A fire support base was a
temporary fortified position for an artillery battery and was usually located
on a hilltop. Infantry units provided base security. These “fire support bases”
(aka “fire bases” or FSB’s) were established in areas of enemy activity for the
purpose of providing artillery support to U.S. infantry units operating in the
area. Most of the 101st Airborne Division’s FSB’s were located in or around the
A Shau Valley, a sparsely populated, yet highly contested area.

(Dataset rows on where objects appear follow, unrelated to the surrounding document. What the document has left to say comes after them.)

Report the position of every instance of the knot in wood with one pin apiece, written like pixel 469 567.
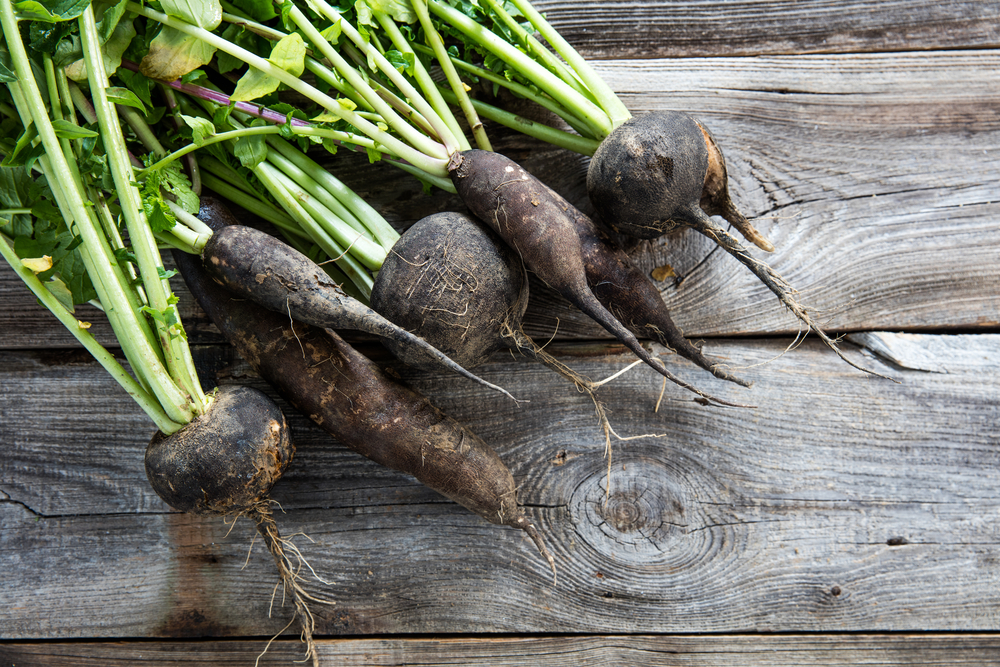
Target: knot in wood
pixel 625 511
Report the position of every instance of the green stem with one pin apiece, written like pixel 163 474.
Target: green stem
pixel 454 80
pixel 144 399
pixel 172 400
pixel 606 97
pixel 279 186
pixel 594 116
pixel 415 98
pixel 416 139
pixel 395 146
pixel 383 232
pixel 522 91
pixel 551 135
pixel 178 355
pixel 535 50
pixel 253 205
pixel 427 86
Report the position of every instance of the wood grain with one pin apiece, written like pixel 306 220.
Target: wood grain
pixel 580 651
pixel 841 503
pixel 656 28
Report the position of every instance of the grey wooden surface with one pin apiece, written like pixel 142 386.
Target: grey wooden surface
pixel 865 139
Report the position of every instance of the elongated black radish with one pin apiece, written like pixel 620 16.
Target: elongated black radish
pixel 555 240
pixel 263 268
pixel 662 171
pixel 351 398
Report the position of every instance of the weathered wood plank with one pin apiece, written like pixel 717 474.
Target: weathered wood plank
pixel 657 29
pixel 841 504
pixel 581 651
pixel 875 177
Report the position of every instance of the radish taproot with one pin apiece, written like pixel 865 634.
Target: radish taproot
pixel 453 282
pixel 258 266
pixel 663 171
pixel 431 153
pixel 208 443
pixel 352 399
pixel 650 174
pixel 566 251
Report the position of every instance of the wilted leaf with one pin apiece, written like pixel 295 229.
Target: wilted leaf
pixel 173 54
pixel 200 128
pixel 205 14
pixel 125 97
pixel 37 264
pixel 288 54
pixel 49 11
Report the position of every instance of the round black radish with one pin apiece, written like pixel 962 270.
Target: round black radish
pixel 456 285
pixel 659 172
pixel 226 460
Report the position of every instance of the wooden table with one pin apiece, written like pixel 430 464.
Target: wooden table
pixel 847 520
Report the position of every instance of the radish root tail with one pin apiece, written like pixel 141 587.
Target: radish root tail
pixel 268 529
pixel 775 283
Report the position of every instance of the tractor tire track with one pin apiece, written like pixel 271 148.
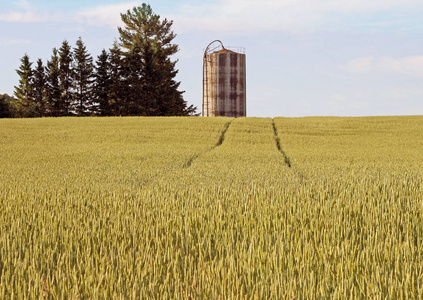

The A Shau Valley was a key
route for North Vietnamese forces and supplies infiltrating into South Vietnam
along the Ho Chi Minh trail. This route was critical to the North Vietnamese
and they heavily defended it. The 101st conducted many operations against the
NVA in the Valley; however, the U.S. strategy was not to occupy ground won in
battle. Instead, when the NVA were defeated by U.S. troops, they only had to
wait for the U.S. troops to leave and then move right back into the valley. It
was a war of attrition, or “body counts.” Kill enough of them and maybe they
will quit.
The GI’s commonly referred
to the A Shau Valley as “The Valley of Death,” and 101st troopers were often
heard proclaiming, “Yea, though I walk through The Valley of the Shadow of
Death I will fear no evil, because I am the meanest son of a bitch (or mutha
fucker) in the Valley.”
Some of
the 101st Airborne Division’s fire bases on which our firing
batteries were located at various times during my tour included Ripcord,
Arsenal, Currahee, Blaze, Birmingham, Veghel, Tomahawk, Sally, Granite,
Bastogne, Airborne, Berchtesgaden, Eagles Nest, Henderson, and Brick.